In the journal, scientists in China report that seasonal influenza causes significantly more mortality in the country than previously thought. Another article finds that influenza causes severe illness in children under five years of age in a rural district of western Kenya, and researchers in Australia and Indonesia look at ways to reduce avian influenza transmission in live animal markets in Indonesia.
Dr Nikki Shindo, a medical officer in the Department of Pandemic and Epidemic Diseases at the World Health Organization, said: “This special theme issue highlights that influenza is a very significant public health challenge.”
“The theme issue is an important contribution to the debate on influenza” Shindo says, “bringing together both the present picture and the problems that the scientific community and the public may face in years to come.”

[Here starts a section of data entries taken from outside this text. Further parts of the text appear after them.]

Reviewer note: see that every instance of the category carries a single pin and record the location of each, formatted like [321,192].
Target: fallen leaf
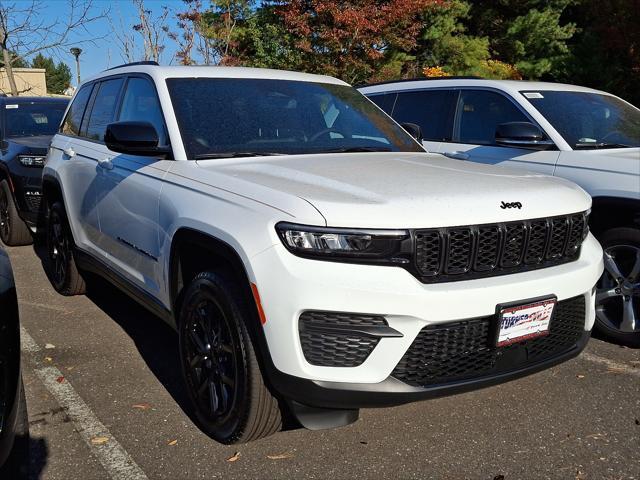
[280,456]
[234,457]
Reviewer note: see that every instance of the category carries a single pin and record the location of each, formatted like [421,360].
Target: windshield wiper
[356,149]
[594,145]
[213,155]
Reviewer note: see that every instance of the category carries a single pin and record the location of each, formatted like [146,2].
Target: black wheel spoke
[210,357]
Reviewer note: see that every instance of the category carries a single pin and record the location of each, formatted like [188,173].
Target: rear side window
[431,109]
[480,112]
[104,107]
[72,121]
[141,104]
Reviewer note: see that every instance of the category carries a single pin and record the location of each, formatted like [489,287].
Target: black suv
[14,428]
[26,127]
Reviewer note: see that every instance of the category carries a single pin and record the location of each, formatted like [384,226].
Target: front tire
[231,402]
[13,231]
[618,290]
[61,265]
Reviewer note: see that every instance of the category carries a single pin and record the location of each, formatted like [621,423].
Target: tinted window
[27,119]
[589,120]
[384,101]
[480,112]
[73,119]
[141,104]
[431,109]
[103,108]
[221,117]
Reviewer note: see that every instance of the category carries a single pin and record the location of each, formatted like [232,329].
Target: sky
[104,52]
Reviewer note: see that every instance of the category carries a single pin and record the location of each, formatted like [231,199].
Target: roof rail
[146,62]
[419,79]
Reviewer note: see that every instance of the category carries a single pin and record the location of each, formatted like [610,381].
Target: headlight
[366,246]
[31,160]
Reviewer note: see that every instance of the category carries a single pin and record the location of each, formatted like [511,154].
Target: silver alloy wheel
[618,291]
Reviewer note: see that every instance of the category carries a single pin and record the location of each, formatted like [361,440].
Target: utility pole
[75,51]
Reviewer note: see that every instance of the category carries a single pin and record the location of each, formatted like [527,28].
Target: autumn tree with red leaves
[352,40]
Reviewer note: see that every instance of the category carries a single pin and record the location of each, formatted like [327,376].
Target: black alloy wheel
[230,400]
[618,290]
[61,266]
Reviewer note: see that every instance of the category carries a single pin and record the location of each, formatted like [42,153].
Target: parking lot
[105,400]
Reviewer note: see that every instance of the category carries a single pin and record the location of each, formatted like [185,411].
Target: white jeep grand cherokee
[308,251]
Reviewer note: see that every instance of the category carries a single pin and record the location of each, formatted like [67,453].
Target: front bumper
[289,285]
[391,391]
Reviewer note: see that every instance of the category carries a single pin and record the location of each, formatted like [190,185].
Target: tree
[24,32]
[58,76]
[529,34]
[605,53]
[445,44]
[352,39]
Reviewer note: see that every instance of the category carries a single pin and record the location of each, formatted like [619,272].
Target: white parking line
[613,365]
[113,457]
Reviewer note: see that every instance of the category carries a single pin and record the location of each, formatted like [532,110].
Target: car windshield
[589,120]
[224,117]
[28,119]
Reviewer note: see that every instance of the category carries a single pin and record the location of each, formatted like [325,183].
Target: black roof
[132,64]
[420,79]
[14,100]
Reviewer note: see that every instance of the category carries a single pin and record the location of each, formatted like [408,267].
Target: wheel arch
[192,252]
[612,212]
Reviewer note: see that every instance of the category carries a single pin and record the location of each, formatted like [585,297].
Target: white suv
[306,248]
[587,136]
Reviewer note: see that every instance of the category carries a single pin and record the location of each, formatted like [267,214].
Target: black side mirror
[522,135]
[414,130]
[135,138]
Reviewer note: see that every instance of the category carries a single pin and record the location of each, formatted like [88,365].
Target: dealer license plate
[523,322]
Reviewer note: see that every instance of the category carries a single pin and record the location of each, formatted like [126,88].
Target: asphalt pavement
[106,401]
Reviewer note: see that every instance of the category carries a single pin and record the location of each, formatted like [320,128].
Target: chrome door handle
[457,155]
[106,163]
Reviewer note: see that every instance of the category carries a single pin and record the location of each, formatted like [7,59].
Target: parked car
[307,249]
[26,127]
[587,136]
[13,407]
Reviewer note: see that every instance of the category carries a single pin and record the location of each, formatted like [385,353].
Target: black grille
[328,340]
[33,202]
[461,253]
[466,349]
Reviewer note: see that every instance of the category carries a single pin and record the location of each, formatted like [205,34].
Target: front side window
[589,120]
[103,109]
[479,112]
[431,109]
[141,104]
[223,117]
[29,119]
[74,116]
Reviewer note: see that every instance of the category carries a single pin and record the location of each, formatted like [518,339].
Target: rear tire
[61,265]
[13,231]
[618,290]
[230,400]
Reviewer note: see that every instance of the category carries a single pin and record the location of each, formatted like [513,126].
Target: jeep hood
[404,190]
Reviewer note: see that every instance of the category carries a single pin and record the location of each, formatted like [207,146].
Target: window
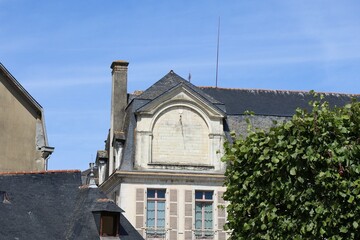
[155,221]
[109,224]
[204,214]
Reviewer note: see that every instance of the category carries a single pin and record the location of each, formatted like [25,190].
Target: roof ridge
[276,90]
[40,172]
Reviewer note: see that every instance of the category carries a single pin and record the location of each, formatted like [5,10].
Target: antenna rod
[217,54]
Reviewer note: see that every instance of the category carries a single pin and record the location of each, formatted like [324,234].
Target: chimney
[118,105]
[118,95]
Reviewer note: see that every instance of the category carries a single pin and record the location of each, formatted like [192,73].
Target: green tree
[299,180]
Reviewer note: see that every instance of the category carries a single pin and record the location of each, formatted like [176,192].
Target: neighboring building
[162,159]
[23,140]
[54,205]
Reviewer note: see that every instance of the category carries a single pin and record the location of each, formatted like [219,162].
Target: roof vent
[4,196]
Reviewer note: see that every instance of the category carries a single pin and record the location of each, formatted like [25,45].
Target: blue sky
[61,52]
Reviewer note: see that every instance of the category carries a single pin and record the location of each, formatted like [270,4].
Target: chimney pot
[121,63]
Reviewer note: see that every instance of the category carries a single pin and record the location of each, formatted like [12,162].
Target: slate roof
[270,102]
[168,82]
[52,205]
[266,104]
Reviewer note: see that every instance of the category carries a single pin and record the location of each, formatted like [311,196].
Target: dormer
[179,129]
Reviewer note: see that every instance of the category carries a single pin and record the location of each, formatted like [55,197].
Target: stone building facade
[162,159]
[23,139]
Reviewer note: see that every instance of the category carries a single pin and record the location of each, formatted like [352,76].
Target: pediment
[181,95]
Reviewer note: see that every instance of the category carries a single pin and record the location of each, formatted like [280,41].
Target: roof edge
[40,172]
[25,93]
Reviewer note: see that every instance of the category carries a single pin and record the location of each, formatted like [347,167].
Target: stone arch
[180,135]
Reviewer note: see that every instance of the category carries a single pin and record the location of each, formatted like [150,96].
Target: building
[54,205]
[162,159]
[23,140]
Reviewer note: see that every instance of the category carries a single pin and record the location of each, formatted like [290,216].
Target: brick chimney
[118,94]
[118,105]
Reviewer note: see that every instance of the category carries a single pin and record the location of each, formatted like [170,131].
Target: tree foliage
[299,180]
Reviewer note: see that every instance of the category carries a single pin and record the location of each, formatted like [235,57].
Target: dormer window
[109,224]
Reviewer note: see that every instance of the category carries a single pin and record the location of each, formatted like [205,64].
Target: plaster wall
[18,120]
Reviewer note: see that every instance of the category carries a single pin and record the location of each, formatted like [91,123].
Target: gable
[179,128]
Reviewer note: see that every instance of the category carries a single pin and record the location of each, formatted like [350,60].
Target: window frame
[155,232]
[203,232]
[116,221]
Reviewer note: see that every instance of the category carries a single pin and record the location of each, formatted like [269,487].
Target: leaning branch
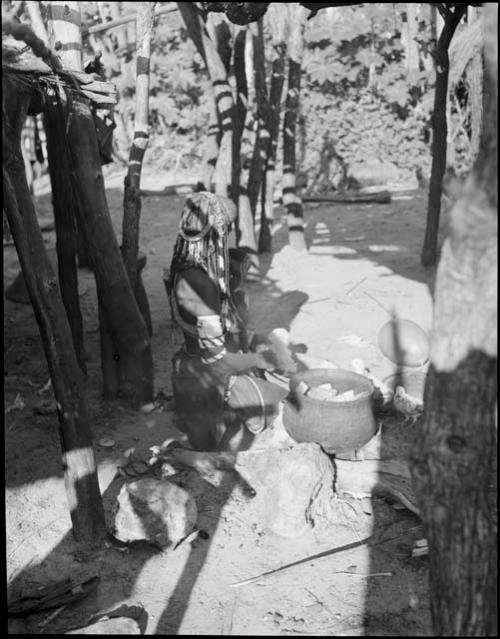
[25,34]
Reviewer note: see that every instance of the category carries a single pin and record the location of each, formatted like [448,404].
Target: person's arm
[237,363]
[198,295]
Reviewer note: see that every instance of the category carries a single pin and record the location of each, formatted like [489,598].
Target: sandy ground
[361,258]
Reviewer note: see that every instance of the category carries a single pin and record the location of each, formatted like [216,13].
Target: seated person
[220,402]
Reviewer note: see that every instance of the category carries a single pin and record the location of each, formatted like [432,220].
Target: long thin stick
[357,544]
[379,303]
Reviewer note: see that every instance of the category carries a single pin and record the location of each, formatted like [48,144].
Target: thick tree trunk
[452,18]
[65,222]
[131,195]
[454,458]
[80,470]
[291,201]
[124,320]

Also in this month's issue:
- Influenza still vexing scientists
- Timely interventions could lessen severity of future influenza pandemics
- Medium is the message for influenza communication
- Obstacles to effective influenza surveillance in Peru
- What are the next steps for pandemic preparedness?
About the Bulletin
The Bulletin of the World Health Organization is one of the world’s leading public health journals. It is the flagship periodical of WHO, with a special focus on developing countries. Articles are peer-reviewed and are independent of WHO guidelines. Abstracts are now available in the six official languages of the United Nations.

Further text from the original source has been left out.